Click here to read the complete National Catholic Reporter article.


FEMA Shift Opens Door to Disaster Funds for Religious Groups

Earlier this year, the Federal Emergency Management Agency (FEMA) reversed its long-standing policy of excluding religious organizations and houses of worship from applying for federal aid following natural disasters.

This policy reversal followed a major First Amendment decision by the U. S. Supreme Court in favor of Trinity Lutheran Church in Missouri. Trinity filed the lawsuit against the State of Missouri because it was excluded from a state program that reimburses the cost of rubberizing the surface of playgrounds.
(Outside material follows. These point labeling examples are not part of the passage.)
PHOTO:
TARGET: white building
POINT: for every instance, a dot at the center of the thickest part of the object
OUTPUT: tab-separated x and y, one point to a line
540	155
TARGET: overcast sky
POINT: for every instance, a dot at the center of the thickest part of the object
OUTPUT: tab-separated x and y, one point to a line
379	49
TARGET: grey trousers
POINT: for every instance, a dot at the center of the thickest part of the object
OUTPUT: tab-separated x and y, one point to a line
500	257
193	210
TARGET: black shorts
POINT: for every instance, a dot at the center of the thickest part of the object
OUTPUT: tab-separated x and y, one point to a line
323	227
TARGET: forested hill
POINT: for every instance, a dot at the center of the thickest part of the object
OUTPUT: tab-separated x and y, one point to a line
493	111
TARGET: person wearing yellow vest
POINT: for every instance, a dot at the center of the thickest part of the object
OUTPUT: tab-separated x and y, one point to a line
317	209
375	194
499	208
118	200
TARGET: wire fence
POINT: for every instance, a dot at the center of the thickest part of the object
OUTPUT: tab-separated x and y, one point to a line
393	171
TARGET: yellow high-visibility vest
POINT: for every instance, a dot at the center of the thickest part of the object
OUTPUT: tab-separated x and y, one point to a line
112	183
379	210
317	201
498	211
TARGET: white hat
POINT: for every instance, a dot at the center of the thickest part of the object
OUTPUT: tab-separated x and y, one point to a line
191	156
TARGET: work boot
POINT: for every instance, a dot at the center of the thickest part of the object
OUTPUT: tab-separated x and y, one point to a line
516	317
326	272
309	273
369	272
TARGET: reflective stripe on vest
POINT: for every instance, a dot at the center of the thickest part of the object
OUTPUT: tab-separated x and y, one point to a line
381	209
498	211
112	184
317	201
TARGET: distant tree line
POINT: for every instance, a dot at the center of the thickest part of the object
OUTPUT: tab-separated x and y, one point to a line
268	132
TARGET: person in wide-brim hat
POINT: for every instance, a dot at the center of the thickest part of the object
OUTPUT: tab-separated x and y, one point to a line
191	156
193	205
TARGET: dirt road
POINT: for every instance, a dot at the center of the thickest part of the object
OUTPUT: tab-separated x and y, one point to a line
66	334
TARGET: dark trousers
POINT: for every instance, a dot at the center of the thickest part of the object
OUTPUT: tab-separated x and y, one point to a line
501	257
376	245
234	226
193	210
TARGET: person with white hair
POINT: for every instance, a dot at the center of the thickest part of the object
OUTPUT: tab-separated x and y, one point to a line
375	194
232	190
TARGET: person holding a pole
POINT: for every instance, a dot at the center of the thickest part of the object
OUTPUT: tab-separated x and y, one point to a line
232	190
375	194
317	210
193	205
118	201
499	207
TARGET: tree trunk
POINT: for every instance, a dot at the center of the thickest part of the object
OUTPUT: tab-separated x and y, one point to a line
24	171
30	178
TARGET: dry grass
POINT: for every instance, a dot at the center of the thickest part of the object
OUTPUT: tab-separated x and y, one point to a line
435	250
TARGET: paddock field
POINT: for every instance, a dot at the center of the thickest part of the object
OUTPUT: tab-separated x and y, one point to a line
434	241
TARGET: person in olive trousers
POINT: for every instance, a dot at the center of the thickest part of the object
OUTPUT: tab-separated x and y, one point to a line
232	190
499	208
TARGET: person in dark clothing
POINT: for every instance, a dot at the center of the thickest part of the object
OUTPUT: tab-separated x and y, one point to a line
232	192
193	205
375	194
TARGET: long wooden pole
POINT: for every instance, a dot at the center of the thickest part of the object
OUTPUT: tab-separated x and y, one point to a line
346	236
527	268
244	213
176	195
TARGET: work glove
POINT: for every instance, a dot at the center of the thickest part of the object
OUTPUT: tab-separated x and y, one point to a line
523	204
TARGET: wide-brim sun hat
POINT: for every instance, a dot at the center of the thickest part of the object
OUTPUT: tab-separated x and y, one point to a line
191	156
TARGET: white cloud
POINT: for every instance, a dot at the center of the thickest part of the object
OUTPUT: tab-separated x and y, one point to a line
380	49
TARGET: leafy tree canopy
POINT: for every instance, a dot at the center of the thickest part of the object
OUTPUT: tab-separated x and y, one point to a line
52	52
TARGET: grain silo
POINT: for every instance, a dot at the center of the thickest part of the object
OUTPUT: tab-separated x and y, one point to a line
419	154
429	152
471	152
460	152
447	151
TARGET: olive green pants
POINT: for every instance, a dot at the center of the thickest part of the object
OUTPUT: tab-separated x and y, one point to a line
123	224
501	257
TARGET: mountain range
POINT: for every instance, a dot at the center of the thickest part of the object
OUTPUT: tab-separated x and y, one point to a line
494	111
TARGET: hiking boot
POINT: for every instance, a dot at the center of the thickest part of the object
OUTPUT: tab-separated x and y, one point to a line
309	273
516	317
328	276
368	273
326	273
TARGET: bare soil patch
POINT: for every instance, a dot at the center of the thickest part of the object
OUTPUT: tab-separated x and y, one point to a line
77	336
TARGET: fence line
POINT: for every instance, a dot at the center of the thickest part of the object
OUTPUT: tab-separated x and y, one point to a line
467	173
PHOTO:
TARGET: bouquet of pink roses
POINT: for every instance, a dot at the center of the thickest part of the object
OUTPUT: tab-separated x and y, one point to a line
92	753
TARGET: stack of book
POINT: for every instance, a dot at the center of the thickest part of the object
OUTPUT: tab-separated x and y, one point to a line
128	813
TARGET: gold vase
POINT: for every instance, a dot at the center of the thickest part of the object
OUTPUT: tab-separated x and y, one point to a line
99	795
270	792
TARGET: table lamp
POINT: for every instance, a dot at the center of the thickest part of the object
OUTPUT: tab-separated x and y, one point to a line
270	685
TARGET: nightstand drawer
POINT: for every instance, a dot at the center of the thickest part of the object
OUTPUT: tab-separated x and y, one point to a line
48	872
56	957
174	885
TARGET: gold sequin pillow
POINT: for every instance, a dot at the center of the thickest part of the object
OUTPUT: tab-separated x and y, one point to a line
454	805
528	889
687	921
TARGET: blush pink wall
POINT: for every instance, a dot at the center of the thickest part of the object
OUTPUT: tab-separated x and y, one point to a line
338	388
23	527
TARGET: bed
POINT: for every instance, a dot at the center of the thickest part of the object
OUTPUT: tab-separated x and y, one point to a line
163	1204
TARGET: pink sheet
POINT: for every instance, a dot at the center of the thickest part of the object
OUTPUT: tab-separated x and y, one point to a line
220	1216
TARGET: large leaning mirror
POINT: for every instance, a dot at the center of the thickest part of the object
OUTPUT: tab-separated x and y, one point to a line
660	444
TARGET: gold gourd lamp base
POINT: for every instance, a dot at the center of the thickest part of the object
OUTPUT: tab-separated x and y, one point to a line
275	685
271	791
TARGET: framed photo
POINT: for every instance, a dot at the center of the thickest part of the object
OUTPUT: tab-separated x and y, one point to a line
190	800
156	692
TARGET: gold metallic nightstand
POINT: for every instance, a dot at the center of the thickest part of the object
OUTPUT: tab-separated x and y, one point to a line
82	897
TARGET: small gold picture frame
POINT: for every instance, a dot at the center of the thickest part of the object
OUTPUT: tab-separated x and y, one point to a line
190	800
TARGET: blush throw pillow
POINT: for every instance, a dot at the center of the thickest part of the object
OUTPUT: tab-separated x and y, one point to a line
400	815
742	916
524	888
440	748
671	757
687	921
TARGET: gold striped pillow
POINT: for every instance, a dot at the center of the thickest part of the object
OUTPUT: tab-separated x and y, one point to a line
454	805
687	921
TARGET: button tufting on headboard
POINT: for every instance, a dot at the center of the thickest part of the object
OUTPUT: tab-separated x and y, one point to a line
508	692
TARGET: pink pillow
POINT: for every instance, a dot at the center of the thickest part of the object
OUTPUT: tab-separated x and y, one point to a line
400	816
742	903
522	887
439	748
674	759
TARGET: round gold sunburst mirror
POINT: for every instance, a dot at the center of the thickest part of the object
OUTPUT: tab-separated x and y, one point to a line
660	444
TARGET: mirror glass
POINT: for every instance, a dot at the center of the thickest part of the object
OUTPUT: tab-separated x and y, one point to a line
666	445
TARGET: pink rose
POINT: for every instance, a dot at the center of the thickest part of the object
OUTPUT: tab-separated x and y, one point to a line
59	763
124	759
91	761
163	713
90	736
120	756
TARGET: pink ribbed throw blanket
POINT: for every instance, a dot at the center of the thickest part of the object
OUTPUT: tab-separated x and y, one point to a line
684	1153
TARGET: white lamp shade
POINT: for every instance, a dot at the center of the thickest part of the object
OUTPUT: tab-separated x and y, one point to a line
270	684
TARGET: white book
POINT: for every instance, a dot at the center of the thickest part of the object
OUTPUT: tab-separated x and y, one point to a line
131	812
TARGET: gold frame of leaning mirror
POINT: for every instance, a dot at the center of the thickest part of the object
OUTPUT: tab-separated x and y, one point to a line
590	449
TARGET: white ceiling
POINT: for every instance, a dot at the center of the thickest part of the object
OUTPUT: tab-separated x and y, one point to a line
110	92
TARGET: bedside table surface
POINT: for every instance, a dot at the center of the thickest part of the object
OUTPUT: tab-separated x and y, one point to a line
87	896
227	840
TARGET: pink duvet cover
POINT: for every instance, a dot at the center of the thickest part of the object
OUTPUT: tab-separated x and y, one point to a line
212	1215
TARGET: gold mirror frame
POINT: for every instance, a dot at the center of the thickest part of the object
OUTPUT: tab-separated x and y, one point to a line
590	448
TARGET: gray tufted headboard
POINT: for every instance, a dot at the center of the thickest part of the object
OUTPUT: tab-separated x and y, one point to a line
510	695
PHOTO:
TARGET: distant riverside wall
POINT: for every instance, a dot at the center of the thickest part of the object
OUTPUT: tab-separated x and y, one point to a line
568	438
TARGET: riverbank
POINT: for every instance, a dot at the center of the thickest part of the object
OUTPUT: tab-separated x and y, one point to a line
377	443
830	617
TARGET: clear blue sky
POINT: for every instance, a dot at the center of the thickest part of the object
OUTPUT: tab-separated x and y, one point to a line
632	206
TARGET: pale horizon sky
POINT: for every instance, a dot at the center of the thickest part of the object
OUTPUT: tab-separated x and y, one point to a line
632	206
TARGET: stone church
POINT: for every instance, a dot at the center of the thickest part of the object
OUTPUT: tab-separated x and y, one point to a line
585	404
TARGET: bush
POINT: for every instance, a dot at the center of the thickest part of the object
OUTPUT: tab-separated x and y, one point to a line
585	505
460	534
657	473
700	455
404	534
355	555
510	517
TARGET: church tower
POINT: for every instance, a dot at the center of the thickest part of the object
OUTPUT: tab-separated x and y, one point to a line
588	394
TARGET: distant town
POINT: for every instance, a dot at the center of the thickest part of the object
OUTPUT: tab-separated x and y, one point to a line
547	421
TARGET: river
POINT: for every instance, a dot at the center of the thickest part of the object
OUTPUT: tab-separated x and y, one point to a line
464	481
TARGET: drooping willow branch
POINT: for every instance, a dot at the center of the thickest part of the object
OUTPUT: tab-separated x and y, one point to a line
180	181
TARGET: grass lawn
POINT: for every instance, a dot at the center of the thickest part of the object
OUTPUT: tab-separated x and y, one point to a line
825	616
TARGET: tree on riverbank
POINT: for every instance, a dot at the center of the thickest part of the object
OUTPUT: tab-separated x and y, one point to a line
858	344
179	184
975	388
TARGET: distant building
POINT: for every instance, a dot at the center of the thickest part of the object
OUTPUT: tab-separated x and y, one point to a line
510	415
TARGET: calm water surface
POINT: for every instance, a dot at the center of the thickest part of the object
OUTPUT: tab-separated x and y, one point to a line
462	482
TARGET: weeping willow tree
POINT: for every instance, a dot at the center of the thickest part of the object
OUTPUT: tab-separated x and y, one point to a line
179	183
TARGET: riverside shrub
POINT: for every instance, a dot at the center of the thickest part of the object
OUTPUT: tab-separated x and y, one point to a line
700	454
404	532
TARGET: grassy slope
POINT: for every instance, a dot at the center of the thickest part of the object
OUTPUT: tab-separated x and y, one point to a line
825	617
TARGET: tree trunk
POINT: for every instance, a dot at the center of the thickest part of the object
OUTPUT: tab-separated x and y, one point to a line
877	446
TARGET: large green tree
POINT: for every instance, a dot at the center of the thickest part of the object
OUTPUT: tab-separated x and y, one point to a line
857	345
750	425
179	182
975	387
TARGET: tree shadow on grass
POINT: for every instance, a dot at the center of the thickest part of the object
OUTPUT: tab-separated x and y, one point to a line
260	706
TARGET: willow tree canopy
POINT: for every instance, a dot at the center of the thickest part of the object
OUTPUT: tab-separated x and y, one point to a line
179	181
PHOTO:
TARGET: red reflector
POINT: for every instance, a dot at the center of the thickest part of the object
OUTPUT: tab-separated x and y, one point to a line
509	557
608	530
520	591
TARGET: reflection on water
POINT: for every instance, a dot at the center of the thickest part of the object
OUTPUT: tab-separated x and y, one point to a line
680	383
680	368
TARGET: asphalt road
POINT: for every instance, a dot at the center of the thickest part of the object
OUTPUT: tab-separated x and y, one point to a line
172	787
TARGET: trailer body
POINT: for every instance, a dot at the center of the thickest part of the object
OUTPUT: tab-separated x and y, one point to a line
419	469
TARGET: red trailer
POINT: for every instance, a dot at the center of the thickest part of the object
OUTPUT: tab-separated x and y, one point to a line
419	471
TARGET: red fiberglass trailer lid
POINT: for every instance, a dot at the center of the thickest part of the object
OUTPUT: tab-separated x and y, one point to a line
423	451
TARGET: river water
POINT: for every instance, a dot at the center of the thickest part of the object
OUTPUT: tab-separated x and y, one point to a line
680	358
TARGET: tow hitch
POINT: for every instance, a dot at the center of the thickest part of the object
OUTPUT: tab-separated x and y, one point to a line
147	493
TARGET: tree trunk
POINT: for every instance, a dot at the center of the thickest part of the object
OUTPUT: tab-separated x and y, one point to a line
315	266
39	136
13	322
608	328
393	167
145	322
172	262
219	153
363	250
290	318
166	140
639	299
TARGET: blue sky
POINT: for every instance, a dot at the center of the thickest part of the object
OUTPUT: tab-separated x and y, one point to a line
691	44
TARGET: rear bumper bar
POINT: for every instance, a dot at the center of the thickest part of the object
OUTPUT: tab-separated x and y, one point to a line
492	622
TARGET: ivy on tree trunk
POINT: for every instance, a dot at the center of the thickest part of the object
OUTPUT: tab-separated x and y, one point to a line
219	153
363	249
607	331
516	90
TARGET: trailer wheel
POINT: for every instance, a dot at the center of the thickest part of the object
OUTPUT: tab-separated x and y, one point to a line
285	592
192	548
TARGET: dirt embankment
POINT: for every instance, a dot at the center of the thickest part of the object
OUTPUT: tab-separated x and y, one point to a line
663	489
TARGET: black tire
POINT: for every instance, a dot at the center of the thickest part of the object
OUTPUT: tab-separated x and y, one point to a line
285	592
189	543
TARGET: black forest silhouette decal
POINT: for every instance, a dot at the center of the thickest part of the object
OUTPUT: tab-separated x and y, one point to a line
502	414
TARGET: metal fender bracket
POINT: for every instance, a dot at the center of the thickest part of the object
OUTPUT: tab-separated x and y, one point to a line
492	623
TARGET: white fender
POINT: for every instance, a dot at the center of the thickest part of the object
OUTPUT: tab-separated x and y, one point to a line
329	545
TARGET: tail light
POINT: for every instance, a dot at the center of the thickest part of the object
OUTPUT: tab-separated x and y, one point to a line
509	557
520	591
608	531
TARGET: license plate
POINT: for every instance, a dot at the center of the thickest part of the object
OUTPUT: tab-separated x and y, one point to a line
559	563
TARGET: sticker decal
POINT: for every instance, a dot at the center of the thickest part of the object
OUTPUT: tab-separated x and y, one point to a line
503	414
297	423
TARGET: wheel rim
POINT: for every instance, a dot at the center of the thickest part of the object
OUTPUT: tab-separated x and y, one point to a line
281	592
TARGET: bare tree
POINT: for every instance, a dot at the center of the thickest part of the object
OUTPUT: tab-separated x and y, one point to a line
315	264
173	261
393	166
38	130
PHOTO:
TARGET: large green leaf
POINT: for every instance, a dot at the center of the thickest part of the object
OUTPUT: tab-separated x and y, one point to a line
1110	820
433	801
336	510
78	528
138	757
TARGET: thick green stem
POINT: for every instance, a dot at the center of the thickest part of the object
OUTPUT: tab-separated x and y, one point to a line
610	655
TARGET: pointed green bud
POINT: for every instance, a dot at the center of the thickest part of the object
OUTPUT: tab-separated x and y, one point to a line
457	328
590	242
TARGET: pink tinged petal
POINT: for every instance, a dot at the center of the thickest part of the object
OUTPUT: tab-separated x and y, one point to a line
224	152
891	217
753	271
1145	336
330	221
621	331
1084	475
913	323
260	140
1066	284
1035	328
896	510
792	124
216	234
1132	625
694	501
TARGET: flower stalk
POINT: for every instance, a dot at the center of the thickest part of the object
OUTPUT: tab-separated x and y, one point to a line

On June 26, 2017, the Supreme Court sided with Trinity ruling that “excluding churches from state programs for which other charitable groups are eligible is a violation of the Constitution’s protection of the free exercise of religion.“

In addition, houses of worship in Texas and Florida, seeking federal aid to repair damages caused by Hurricanes Harvey and Irma, also filed lawsuits against FEMA’s.  These two disasters prompted several members of Congress, as well as the United States Conference of Catholic Bishops, to push for legislative changes allowing disaster relief funds for houses of worship.  Congress passed the Federal Disaster Assistance Nonprofit Fairness Act on February 9 and it was later signed into law, paving the way for houses of worship to apply for federal disaster relief.